Voorbeelden daarvan: Ktr. Roermond 20 april 2011, Prg. 2011, 149; Vzr. Rotterdam 14 april 2011, NJF 2011, 319; Ktr. Roermond 13 mei 2008, rechtspraak.nlLJN BD1799 (waar overigens ondanks tekortschieten van de huurster zelf, de afweging in haar voordeel uitviel); Hof Den Bosch 31 juli 2007, WR 2007, 83; Hof Den Bosch 17 april 2007, rechtspraak.nl LJN BA5722; Hof Amsterdam 1 maart 2007, rechtspraak.nl LJN BA4355; Ktr. Rotterdam 18 oktober 2006 en 27 september 2006, Prg. 2006, 178 m.nt. Kuhlmann.
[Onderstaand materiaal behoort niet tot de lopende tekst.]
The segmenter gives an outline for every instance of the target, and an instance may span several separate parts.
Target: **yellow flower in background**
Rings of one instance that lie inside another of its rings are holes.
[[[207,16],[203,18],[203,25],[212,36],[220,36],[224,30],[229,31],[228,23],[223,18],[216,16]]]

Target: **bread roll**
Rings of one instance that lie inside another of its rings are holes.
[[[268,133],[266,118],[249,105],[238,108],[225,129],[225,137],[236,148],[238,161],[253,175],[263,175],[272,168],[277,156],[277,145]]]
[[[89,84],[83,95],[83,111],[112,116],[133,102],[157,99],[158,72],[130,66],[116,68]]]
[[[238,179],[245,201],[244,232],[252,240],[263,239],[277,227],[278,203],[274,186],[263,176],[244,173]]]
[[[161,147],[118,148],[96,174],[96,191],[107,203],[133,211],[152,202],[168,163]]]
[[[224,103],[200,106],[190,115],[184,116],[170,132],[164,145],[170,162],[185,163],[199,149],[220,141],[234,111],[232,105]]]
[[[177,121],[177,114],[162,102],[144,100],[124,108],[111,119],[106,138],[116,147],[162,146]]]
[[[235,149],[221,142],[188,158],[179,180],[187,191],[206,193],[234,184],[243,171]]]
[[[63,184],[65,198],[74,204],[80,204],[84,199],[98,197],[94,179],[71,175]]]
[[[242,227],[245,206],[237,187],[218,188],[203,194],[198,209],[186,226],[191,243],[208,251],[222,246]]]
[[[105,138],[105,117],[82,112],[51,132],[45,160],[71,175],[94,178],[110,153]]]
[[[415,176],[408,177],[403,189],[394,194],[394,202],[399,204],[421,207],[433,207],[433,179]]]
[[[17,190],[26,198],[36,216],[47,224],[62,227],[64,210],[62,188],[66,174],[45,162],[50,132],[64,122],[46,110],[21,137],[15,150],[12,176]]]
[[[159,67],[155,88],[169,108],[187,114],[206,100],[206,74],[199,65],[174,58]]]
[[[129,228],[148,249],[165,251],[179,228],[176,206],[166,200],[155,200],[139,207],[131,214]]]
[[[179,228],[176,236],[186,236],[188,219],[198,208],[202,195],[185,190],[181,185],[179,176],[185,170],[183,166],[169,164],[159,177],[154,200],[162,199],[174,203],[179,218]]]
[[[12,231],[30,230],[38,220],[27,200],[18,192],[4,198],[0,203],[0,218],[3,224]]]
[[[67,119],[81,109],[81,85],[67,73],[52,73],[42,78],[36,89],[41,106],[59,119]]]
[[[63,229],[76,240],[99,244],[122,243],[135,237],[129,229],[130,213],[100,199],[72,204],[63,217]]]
Zie bijvoorbeeld p. 3, onderste alinea en p. 4, eerste volle alinea van de schriftelijke toelichting.
Uitspraak 23‑12‑2011
23 december 2011
Eerste Kamer
10/04942
EE/LZ
Hoge Raad der Nederlanden
Arrest
in de zaak van:
[Eiser],
thans zonder bekende woon- of verblijfplaats,
EISER tot cassatie,
advocaat: mr. G.S.A.J. Koot-Kuis,
t e g e n
de stichting STICHTING VOLKSHUISVESTINGSGROEP WOONCOMPAGNIE,
gevestigd te Schagen,
VERWEERSTER in cassatie,
advocaten: mr. G.R. den Dekker en mr. E.J. Schiebroek.
Partijen zullen hierna ook worden aangeduid als [eiser] en Wooncompagnie.
1. Het geding in feitelijke instanties
Voor het verloop van het geding in feitelijke instanties verwijst de Hoge Raad naar de navolgende stukken:
a. de vonnissen in de zaak 302162 CV EXPL 09-3263 van de kantonrechter te Alkmaar van 19 augustus 2009 en 3 februari 2010;
b. het arrest in de zaak 200.058.127/01 van het gerechtshof te Amsterdam van 10 augustus 2010.
Het arrest van het hof is aan dit arrest gehecht.
2. Het geding in cassatie
Tegen het arrest van het hof heeft [eiser] beroep in cassatie ingesteld. De cassatiedagvaarding is aan dit arrest gehecht en maakt daarvan deel uit.
Wooncompagnie heeft geconcludeerd tot verwerping van het beroep.
De zaak is voor partijen toegelicht door hun advocaten.
De conclusie van de Advocaat-Generaal J.L.R.A. Huydecoper strekt tot verwerping.
3. Beoordeling van het middel
De in het middel aangevoerde klachten kunnen niet tot cassatie leiden. Zulks behoeft, gezien art. 81 RO, geen nadere motivering nu de klachten niet nopen tot beantwoording van rechtsvragen in het belang van de rechtseenheid of de rechtsontwikkeling.
4. Beslissing
De Hoge Raad:
verwerpt het beroep;
veroordeelt [eiser] in de kosten van het geding in cassatie, tot op deze uitspraak aan de zijde van Wooncompagnie begroot op € 771,34 aan verschotten en € 2.200,-- voor salaris.
Dit arrest is gewezen door de raadsheren A.M.J. van Buchem-Spapens, als voorzitter, W.A.M. van Schendel en C.A. Streefkerk, en in het openbaar uitgesproken door de raadsheer J.C. van Oven op 23 december 2011.